Daley and Emanuel routinely had 100% support from “seven or eight” alderpersons and average support well above 90%. Under Lightfoot, there is not a single 100-percenter. The average voting record is 84%.
Three members of Lightfoot’s leadership team — Finance Chair Scott Waguespack (32nd), Workforce Development Chair Susan Sadlowski Garza (10th) and Pedestrian and Traffic Safety Chair Walter Burnett Jr. (27th) — supported Lightfoot 99% of the time.
The biggest contrarian was mayoral challenger Ray Lopez (15th), who supported the mayor’s budgets, initiatives and programs just 38% of the time.
That was followed by Anthony Napolitano (41st) at 56%; Anthony Beale (9th) at 60%; Jim Gardiner (45th) at 63%; Brendan Reilly (42nd) and Edward Burke (14th) at 68%; and Marty Quinn (13th) and Silvana Tabares (23rd) at 69%.
Mayoral challenger Roderick Sawyer (6th), who entered the race last week with an attack on the incumbent’s “mean-spirited” and “uncollaborative” style of governing, voted with Lightfoot 95% of the time.
That could undermine Sawyer’s argument that Lightfoot’s contentious relationship with the City Council has made it more difficult for her to get things done.
Former independent Ald. Dick Simpson (44th) is a principal author of the study. He endorsed Lightfoot four years ago and vowed to do so again.
But Simpson argued Monday that the “numbers don’t lie” in spite of his political bias.
The City Council is edging “closer to a real legislative body” with far more delay and debate. That’s even though Lightfoot ultimately gets her way with “four significant voting blocs”: moderate-liberal; progressive-socialist; conservative; and the Chicago machine.
“She does have to compromise. She does have to hold back some legislation — like [getting rid of] aldermanic privilege over zoning.
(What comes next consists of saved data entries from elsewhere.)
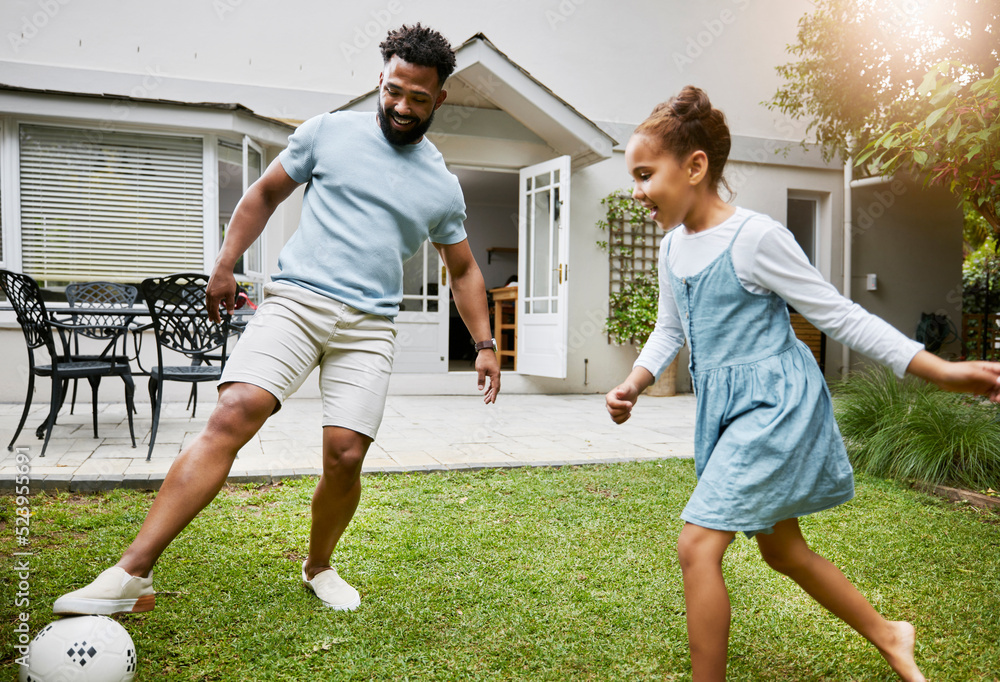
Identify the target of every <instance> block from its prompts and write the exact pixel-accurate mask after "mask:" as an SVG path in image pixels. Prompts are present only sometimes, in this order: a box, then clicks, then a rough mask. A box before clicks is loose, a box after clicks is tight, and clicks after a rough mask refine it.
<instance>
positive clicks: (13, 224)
mask: <svg viewBox="0 0 1000 682" xmlns="http://www.w3.org/2000/svg"><path fill="white" fill-rule="evenodd" d="M25 125H26V126H43V127H49V128H65V129H68V130H72V131H88V130H89V131H97V132H98V133H100V132H104V131H103V130H102V125H101V124H100V123H98V122H94V121H88V120H72V119H65V118H60V119H50V118H44V117H23V116H18V117H14V118H11V119H10V120H9V126H8V127H9V130H8V133H7V139H8V141H10V140H11V138H12V137H13V138H14V139H13V143H12V144H8V152H7V153H6V154H5V156H6V157H7V158H8V159H11V160H12V163H11V166H12V168H13V169H14V170H15V171H16V172H13V173H12V176H13V177H12V179H13V183H12V184H13V186H14V192H13V193H12V194H11V197H10V199H11V200H10V201H9V202H8V203H9V204H10V207H11V213H12V214H13V219H12V222H11V225H12V227H13V229H12V230H11V233H13V234H14V235H16V236H15V239H13V240H12V241H13V242H15V243H14V244H13V245H12V246H14V247H16V249H17V250H16V251H12V253H11V256H12V258H11V259H10V261H9V265H10V266H14V267H13V268H12V269H18V270H22V271H23V266H24V254H23V233H22V229H21V225H22V216H21V204H22V192H21V189H22V188H21V186H20V175H21V173H20V168H21V163H20V152H21V149H20V130H21V126H25ZM113 132H121V133H129V134H134V135H150V136H157V137H179V138H190V139H197V140H199V141H200V142H201V148H202V159H203V172H202V191H201V200H202V243H203V252H204V250H205V241H206V239H207V238H208V236H209V230H208V229H207V226H206V221H205V219H204V215H205V213H206V211H205V196H204V194H205V193H204V187H206V186H210V184H211V183H212V177H211V176H209V175H207V174H206V173H205V170H206V169H205V168H204V159H205V156H206V154H205V137H206V136H205V135H204V134H202V133H199V132H195V131H191V132H187V131H176V130H167V131H164V130H158V129H151V128H149V127H145V126H126V125H118V124H116V125H115V126H114V127H113ZM8 184H10V183H8ZM15 259H16V265H15V263H14V262H13V261H15ZM202 260H203V262H202V268H203V269H204V267H205V266H206V265H207V264H208V263H209V262H210V261H209V259H207V258H204V257H203V259H202ZM28 274H32V275H33V273H28ZM33 276H34V275H33Z"/></svg>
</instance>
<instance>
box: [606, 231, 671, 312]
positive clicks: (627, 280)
mask: <svg viewBox="0 0 1000 682" xmlns="http://www.w3.org/2000/svg"><path fill="white" fill-rule="evenodd" d="M662 239H663V231H662V230H661V229H660V228H659V227H658V226H657V224H656V223H654V222H653V221H652V220H649V219H648V218H646V219H642V218H637V217H635V216H633V215H632V214H625V215H623V216H622V217H619V218H612V219H610V220H608V254H609V257H610V266H611V267H610V269H609V271H610V277H609V281H608V291H609V293H612V294H613V293H617V292H618V291H621V286H622V283H623V282H628V281H631V280H632V278H633V277H634V276H635V275H636V274H639V273H646V274H648V273H651V272H652V271H653V270H654V269H655V268H656V261H657V254H658V252H659V247H660V241H661V240H662Z"/></svg>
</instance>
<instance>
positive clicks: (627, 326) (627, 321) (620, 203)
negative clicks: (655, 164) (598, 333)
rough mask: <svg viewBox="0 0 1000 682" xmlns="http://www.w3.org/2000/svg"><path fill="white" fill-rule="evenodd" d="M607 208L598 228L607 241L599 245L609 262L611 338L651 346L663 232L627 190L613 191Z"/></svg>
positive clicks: (654, 324)
mask: <svg viewBox="0 0 1000 682" xmlns="http://www.w3.org/2000/svg"><path fill="white" fill-rule="evenodd" d="M601 205H602V206H604V207H605V209H606V215H605V218H604V219H603V220H599V221H598V222H597V228H598V229H600V230H604V231H605V232H606V233H607V237H608V238H607V240H599V241H598V242H597V245H598V246H600V247H601V248H602V249H604V250H605V251H607V253H608V259H609V266H610V267H609V277H608V319H607V322H606V323H605V330H606V331H607V332H608V340H609V341H611V342H614V343H616V344H619V345H621V344H625V343H636V344H639V345H640V346H641V345H642V344H644V343H645V342H646V339H647V338H649V335H650V333H652V331H653V327H654V326H655V325H656V311H657V304H658V301H659V281H658V279H657V272H656V263H657V251H658V249H659V245H660V239H661V237H662V234H663V233H662V232H661V231H660V229H659V227H657V225H656V223H654V222H653V221H652V220H651V219H650V217H649V211H648V210H647V209H645V208H644V207H642V206H641V205H640V204H639V203H638V202H636V201H635V200H634V199H633V198H632V197H631V196H630V195H629V194H628V193H627V192H626V191H624V190H619V191H616V192H612V193H611V194H609V195H608V196H606V197H605V198H604V199H602V200H601Z"/></svg>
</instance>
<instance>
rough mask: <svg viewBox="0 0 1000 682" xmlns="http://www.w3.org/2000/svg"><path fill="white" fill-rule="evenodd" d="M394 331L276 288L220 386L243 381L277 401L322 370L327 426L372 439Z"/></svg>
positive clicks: (371, 319) (286, 288)
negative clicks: (269, 393)
mask: <svg viewBox="0 0 1000 682" xmlns="http://www.w3.org/2000/svg"><path fill="white" fill-rule="evenodd" d="M395 338H396V328H395V325H394V324H393V322H392V320H391V319H390V318H388V317H384V316H382V315H372V314H369V313H363V312H361V311H360V310H357V309H355V308H352V307H351V306H349V305H347V304H346V303H341V302H340V301H337V300H334V299H332V298H329V297H327V296H323V295H321V294H317V293H315V292H313V291H310V290H308V289H305V288H303V287H300V286H297V285H294V284H286V283H283V282H272V283H270V284H267V285H265V286H264V302H263V303H261V305H260V307H259V308H258V309H257V312H256V313H254V315H253V317H252V318H250V323H249V324H248V325H247V328H246V331H244V332H243V336H241V337H240V340H239V341H238V342H237V343H236V347H235V349H234V350H233V353H232V355H231V356H230V357H229V359H228V360H227V361H226V367H225V369H224V370H223V372H222V379H221V380H220V381H219V385H220V386H221V385H222V384H225V383H229V382H243V383H247V384H253V385H254V386H259V387H260V388H263V389H264V390H265V391H267V392H268V393H270V394H272V395H273V396H274V397H275V398H277V399H278V406H277V407H276V408H275V412H277V411H278V410H279V409H281V404H282V403H283V402H284V401H285V399H286V398H288V397H289V396H291V395H292V394H293V393H295V391H297V390H298V388H299V386H301V385H302V382H303V381H305V379H306V377H307V376H309V373H310V372H311V371H312V370H313V368H315V367H319V383H320V391H321V393H322V395H323V426H340V427H343V428H346V429H351V430H352V431H357V432H358V433H361V434H363V435H365V436H368V437H370V438H375V434H376V433H377V432H378V427H379V424H380V423H381V422H382V413H383V412H384V410H385V395H386V392H387V391H388V389H389V374H390V373H391V372H392V356H393V348H394V345H395Z"/></svg>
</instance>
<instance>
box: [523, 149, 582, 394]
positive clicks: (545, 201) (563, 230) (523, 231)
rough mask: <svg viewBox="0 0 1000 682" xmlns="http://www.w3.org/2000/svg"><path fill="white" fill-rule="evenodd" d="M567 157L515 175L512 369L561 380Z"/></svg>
mask: <svg viewBox="0 0 1000 682" xmlns="http://www.w3.org/2000/svg"><path fill="white" fill-rule="evenodd" d="M569 181H570V157H569V156H561V157H559V158H557V159H552V160H551V161H546V162H544V163H540V164H537V165H534V166H528V167H526V168H522V169H521V172H520V189H519V192H518V194H519V207H518V267H517V269H518V306H519V310H518V320H517V325H518V339H517V371H518V372H519V373H522V374H533V375H537V376H545V377H555V378H559V379H565V378H566V345H567V343H566V342H567V337H568V331H569V314H568V313H569V311H568V309H567V289H568V287H567V284H566V281H567V279H568V277H569Z"/></svg>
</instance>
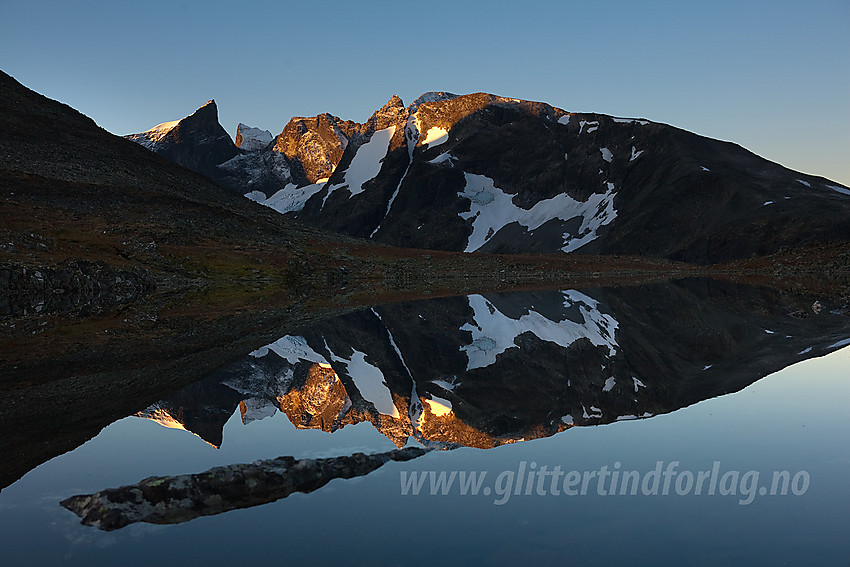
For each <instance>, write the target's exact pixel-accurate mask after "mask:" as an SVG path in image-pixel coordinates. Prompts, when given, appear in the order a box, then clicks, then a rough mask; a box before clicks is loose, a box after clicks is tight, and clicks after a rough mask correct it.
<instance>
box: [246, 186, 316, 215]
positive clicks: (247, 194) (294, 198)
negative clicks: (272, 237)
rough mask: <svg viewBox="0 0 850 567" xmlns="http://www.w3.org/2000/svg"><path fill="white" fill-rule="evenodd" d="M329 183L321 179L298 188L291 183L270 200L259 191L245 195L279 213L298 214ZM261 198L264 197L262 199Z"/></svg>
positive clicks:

She can’t just say, ‘I’ll give you a new Burger King, a zoning change or a city project’ and get votes and she doesn’t attempt to,” Simpson said.
Lightfoot has spurned conventional legislative horse-trading in favor of playing hardball — like the time she famously warned members of the Black Caucus who dared to vote against her 2021 city budget, “Don’t ask me for s—t” when it comes to choosing projects for her five-year capital plan.
Even so, she managed to pass “all of her legislation in some form” and has not been forced to exercise her veto power, Simpson said.
“She has won her way. But it’s been through argumentation, putting together coalitions and, of course, she has her biggest support group from among the committee chairs and what we call the `moderate-liberal bloc.’ Which is some committee chairs, some from the Black Caucus and some from the Progressive Caucus,” Simpson said.
If Lightfoot manages to win her uphill battle for a second term, Simpson said the mayor would be wise to steer clear of “personality disputes” that have characterized her first term.
That includes a recorded, obscenity-laced tirade against Lopez after the first of two devasting rounds of looting and a finger-pointing confrontation with Ald. Jeanette Taylor (20th) on the floor of the City Council.
Simpson also advised the mayor to wait until a second term before using the racketeering indictment of former Illinois House Speaker Mike Madigan to renew her push to eliminate aldermanic prerogative over zoning amid resounding opposition from her closest allies.
“If she wins with a significant majority of the vote, she will have the kind of mandate that, I think, the aldermen will have to cave under,” Simpson said.
“The other option is to put it up for a vote just before the election. That’s how the first ethics ordinance passed in 1987.”
Lopez accused Simpson of attempting to “put a positive spin” on the fact that he and his colleagues have chosen “not to be members of the go-along, get-along gang.”
“It doesn’t mean she compromised when these divided votes happen. It just means that she pushed ’em through with lower majorities,” Lopez said.
“That is more dangerous than a rubber stamp. It means that you’re choosing to ignore the opinion of the minority or those who disagree with you just for the sake of getting a win. There is no compromise with this mayor.”